Safe and sound: next level registered IP protection for sounds - trade marks
When it comes to protecting a sound in Europe via intellectual property, one of the best ways to achieve this protection is through copyright. This is so, not least because copyright protection can manifest itself as soon as the sound is first recorded/devised, making the protection easy to obtain, and also because such protection can also last for a reasonable period time, such as in excess of 50 years in a number of European territories.
Though for particularly distinctive/unique sounds, whereupon hearing the sound one immediately thinks of a particular entity, trade mark protection in respect of this sound may be a worthy form of supplemental protection for consideration. Indeed, and unlike copyright protection, trade mark protection in many parts of Europe can notionally protect not just the sound itself, but also prevent the use (or registration) of sounds which are confusingly similar to the protected sound. Furthermore, and unlike with enforcing copyright, trade mark enforcement does not require any demonstration of copying by the purported infringer to establish a successful infringement claim – rather, a trade mark infringement claim may succeed if it is proven (amongst other grounds) that the average consumer is confused.
Bearing in mind that trade mark protection is limited to the form of the trade mark protected on the Register, careful consideration needs to be given however, as to how best to present the sound in a trade mark application, taking into account how the sound may be implemented/varied in use. A good example of this is the “Mission: Impossible” theme tune, where if one analyses the application of this tune across the entire film franchise, one can see that the employed tune is somewhat different for each film, even though the tunes as a collective are all otherwise unified by the same underlying melody:
- Mission: Impossible 1 (composer: Danny Elfman)
- Mission: Impossible 2 (composer: Hans Zimmer)
- Mission: Impossible - Fallout (composer: Lorne Balfe)

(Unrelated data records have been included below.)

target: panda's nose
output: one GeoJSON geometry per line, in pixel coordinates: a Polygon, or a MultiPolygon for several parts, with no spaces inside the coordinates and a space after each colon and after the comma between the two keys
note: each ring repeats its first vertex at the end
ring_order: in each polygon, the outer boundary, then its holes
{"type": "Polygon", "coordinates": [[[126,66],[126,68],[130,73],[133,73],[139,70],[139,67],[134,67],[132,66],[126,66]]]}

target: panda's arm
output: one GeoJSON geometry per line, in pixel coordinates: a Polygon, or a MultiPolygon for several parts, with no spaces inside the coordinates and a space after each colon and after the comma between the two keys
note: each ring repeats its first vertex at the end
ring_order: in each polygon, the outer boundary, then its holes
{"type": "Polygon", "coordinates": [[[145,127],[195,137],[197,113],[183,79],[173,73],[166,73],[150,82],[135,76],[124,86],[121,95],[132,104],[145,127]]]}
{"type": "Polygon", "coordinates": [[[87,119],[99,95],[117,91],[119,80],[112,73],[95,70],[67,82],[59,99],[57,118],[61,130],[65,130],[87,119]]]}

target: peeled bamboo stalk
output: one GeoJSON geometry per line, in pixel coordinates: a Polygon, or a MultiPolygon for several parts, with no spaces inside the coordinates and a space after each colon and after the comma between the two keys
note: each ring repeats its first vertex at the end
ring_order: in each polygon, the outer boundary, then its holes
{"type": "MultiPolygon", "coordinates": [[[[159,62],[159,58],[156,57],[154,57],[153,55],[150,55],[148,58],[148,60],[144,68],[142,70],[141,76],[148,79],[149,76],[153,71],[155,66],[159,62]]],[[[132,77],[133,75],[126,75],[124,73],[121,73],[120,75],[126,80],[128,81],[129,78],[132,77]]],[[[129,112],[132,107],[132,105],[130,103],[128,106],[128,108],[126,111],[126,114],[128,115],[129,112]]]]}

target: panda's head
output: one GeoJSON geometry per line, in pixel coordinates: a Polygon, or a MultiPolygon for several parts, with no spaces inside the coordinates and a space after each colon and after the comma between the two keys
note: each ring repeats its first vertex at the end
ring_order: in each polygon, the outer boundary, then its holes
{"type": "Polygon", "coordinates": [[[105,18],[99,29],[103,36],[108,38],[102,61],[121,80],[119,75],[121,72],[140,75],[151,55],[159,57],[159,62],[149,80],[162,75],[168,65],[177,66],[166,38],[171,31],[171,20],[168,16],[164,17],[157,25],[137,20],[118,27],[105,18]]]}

So what is important when looking to protect a sound with trade mark protection is to focus on the real core of the sound, that is, the core which makes the tune so distinctive and recognisable. In the above “Mission: Impossible” example, this distinctive core might be argued as being the simple arrangement of the key notes which make up the core of the theme tune, namely the note sequence of A; A; C; D; A; A; G; Ab; A, as more simply played in this video between the 00:08 and 00:11 mark. Thus in so far as trade mark protection may be considered here, protection around this core sound may be the prime area of focus.
Appreciably, some brands and franchises employ a much more consistent sound that does not significantly change over time. A good example of this is the "Marvel" theme tune. Here one might argue that one distinctive aspect of this tune is the portion between 00:02 and 00:12, or between 00:30 and 00:35, rather than the entire theme tune. In which case, trade mark protection for some of these smaller sound bites in their non-edited form may be worth consideration instead, on the grounds that these smaller sounds bites are arguably the key acoustic identifiers of the “Marvel” brand, rather than necessarily a sound trade mark which is applied for in respect of the entire theme tune (which may not always be replicated in full).
To be clear, sound trade marks need not necessarily be restricted to theme tunes, such that other distinctive sounds may also be worthy contenders for trade mark protection. A good example of this may be other much more simple, but nonetheless highly distinctive, sounds, such as the ”hum” of a lightsaber from the Star Wars franchise, or even the roar of a lion in respect of the MGM franchise relating to films. Indeed, the latter is already registered as EU trade mark 005170113, and the former is at least registered as a sound trade mark in the US as US trademark 77419246.
So for those entities employing a particularly distinctive sound which can be argued as an identifier of their brand/franchise, trade mark protection may well be worth consideration for this sound, alongside any copyright protection which may otherwise subsist in the sound. Indeed, and particularly where such sound trade mark protection is then supplemented with trade mark protection for other, related, visual brand identifiers which might typically be used alongside the sound, the resultant trade mark protection can be quite a potent enforcement tool.